The influence of a physiologically inspired complex compression scheme on speech intelligibility in noise
Objective: The primary goal of this study was to assess whether speech intelligibility in speech-shaped background noise can be improved by processing the clean speech signal with a complex compression scheme consisting of an instantaneous feed-forward and delayed feedback component mimicking the early stages of the healthy human auditory system ("Mimi-processing"). Speech intelligibility measures were compared between processed and unprocessed sentences. A global equal-RMS constraint was imposed to avoid the influence of level-boost.
Methods: Speech intelligibility was assessed for 35 native German speakers (24-68 years old) with an adaptive speech reception threshold (SRT) test, which provides an estimate of the required signal-to-noise ratio to achieve 50% correct word identification. Participants had average PTA4s of 9.9 dBHL (SD=7.1 dBHL). SRTs were measured with the German Oldenburg Matrix sentence test (OLSA). Sounds were presented monaurally via Etymotic ER-1 insert earphones. For a sub-cohort of 12 participants, an additional third condition was assessed in which speech was processed with an ‘equivalent-equaliser’ (equivalent-EQ). For each condition, a psychometric function was fitted to individual datasets with the psignifit toolbox, which implements a maximum-likelihood method for estimating psychometric parameters. In this way, SRTs were estimated for all participants and conditions, and the results were analysed as the difference-SRT [dB], averaged across participants, between the unprocessed condition and the respective test condition of interest.
Results: Full-cohort results: Mimi-processing resulted in statistically significantly improved SRTs [t(34)=19.78, p<0.0001] with a mean SRT-improvement of 2.77 dB compared to unprocessed speech as assessed with a two-sided one-sample t-test on paired observations.
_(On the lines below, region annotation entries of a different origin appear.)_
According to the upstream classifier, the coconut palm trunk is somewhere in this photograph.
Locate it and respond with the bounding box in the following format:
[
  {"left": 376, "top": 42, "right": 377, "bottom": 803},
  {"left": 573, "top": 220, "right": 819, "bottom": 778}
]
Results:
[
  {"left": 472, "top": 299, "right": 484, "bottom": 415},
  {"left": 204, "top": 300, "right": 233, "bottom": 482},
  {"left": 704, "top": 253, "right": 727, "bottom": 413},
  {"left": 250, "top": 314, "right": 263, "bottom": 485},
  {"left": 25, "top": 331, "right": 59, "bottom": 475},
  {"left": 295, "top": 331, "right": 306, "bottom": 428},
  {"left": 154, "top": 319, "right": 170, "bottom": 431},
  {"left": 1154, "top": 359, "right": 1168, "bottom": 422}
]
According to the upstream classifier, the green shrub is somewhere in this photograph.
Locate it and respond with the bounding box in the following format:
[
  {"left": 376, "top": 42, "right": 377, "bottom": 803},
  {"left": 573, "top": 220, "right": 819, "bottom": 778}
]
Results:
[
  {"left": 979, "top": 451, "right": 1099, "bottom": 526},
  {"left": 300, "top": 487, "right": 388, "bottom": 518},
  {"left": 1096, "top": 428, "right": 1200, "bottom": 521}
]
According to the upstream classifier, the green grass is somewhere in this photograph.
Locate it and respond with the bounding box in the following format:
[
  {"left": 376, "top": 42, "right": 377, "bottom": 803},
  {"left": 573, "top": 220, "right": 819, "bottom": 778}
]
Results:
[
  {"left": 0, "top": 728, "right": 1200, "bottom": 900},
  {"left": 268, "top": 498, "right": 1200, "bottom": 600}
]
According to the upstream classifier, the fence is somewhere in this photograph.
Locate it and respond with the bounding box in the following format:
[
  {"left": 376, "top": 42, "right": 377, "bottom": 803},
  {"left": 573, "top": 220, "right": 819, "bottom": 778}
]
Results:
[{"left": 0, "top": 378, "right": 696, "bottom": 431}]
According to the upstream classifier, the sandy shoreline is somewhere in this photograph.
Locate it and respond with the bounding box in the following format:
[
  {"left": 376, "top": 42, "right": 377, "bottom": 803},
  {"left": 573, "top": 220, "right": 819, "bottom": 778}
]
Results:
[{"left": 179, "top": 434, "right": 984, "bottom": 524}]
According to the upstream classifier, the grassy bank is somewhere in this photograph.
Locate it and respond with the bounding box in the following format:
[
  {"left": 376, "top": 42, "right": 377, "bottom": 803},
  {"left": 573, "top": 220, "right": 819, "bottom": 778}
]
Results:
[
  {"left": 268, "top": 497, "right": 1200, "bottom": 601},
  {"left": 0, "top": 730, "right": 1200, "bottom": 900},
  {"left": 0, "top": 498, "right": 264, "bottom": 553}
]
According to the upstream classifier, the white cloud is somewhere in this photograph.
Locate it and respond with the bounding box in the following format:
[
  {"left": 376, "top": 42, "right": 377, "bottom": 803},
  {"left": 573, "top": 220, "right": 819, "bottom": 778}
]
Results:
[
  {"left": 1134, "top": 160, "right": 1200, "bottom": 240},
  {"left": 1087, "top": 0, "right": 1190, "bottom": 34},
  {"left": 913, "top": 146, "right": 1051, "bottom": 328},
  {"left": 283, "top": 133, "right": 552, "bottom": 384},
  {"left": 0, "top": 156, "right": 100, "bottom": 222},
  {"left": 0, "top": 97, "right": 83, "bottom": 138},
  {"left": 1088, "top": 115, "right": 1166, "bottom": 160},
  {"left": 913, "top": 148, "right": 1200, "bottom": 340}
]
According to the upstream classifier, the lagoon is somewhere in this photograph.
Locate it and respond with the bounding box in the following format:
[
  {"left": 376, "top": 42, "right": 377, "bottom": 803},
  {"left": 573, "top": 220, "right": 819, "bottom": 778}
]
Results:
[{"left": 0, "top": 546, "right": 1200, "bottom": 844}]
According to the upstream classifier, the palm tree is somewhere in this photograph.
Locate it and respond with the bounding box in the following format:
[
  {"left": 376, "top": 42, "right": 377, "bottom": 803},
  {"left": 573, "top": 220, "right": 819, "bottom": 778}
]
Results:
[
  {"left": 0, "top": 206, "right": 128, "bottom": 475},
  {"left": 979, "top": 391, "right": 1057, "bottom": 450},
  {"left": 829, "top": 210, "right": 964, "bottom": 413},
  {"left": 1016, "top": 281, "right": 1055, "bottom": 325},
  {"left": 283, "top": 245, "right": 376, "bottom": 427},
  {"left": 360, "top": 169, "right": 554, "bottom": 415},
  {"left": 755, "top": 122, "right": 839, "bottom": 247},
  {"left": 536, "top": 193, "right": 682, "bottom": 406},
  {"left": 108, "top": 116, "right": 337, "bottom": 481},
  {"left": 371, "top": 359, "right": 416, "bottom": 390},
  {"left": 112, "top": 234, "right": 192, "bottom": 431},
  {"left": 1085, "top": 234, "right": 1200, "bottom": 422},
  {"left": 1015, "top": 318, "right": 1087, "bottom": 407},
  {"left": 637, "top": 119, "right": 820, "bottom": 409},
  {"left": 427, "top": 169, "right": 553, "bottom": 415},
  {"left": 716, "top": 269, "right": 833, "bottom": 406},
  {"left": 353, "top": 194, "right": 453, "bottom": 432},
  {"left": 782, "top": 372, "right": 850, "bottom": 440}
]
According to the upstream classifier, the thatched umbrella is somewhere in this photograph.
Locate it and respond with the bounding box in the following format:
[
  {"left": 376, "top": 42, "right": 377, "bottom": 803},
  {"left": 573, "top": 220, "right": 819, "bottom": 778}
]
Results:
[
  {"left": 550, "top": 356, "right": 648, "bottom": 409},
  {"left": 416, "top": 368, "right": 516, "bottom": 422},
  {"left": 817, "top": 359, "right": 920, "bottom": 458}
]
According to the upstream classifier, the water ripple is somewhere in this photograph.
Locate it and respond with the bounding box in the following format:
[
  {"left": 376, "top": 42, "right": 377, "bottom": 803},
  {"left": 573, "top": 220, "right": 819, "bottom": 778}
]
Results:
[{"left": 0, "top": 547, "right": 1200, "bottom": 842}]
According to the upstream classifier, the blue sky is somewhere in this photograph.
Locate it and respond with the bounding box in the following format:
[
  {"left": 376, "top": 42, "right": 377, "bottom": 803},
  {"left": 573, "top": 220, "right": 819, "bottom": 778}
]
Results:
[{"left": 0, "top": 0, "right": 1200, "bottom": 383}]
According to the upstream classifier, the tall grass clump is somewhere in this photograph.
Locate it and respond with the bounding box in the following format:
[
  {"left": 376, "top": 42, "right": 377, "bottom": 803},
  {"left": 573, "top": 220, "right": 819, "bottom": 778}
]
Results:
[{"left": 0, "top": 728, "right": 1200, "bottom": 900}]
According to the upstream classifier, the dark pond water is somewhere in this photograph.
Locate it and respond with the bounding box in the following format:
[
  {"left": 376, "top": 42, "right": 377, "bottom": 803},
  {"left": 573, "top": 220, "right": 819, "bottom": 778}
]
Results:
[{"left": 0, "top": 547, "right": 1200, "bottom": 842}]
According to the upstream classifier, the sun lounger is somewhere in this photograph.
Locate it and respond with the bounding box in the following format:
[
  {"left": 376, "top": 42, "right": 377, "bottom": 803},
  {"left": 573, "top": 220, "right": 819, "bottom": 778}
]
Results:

Sub-cohort results: The sub-cohort data (n=12) indicated statistically significant SRT-differences between the conditions unprocessed, Mimi-processed and equivalent-EQ [ANOVA: F(2,22)=219.73, p<0.0001]. Post-hoc analysis with multiple t-tests and Bonferroni correction for multiple comparisons revealed that SRTs of the equivalent-EQ condition were significantly worse than unprocessed SRTs (SRT=-1.31 dB) and SRTs of the Mimification condition was significantly better than unprocessed SRTs.
Conclusions: These results indicate that the Mimi-processing algorithm can improve speech intelligibility for speech presented in noise. This benefit seems to be a result of its unique compression scheme and does not solely emerge from frequency dependent energy shifting as represented by the equivalent-EQ condition. This work provides a promising foundation upon which further improvements of the processing parameters may be implemented to increase speech intelligibility in noise.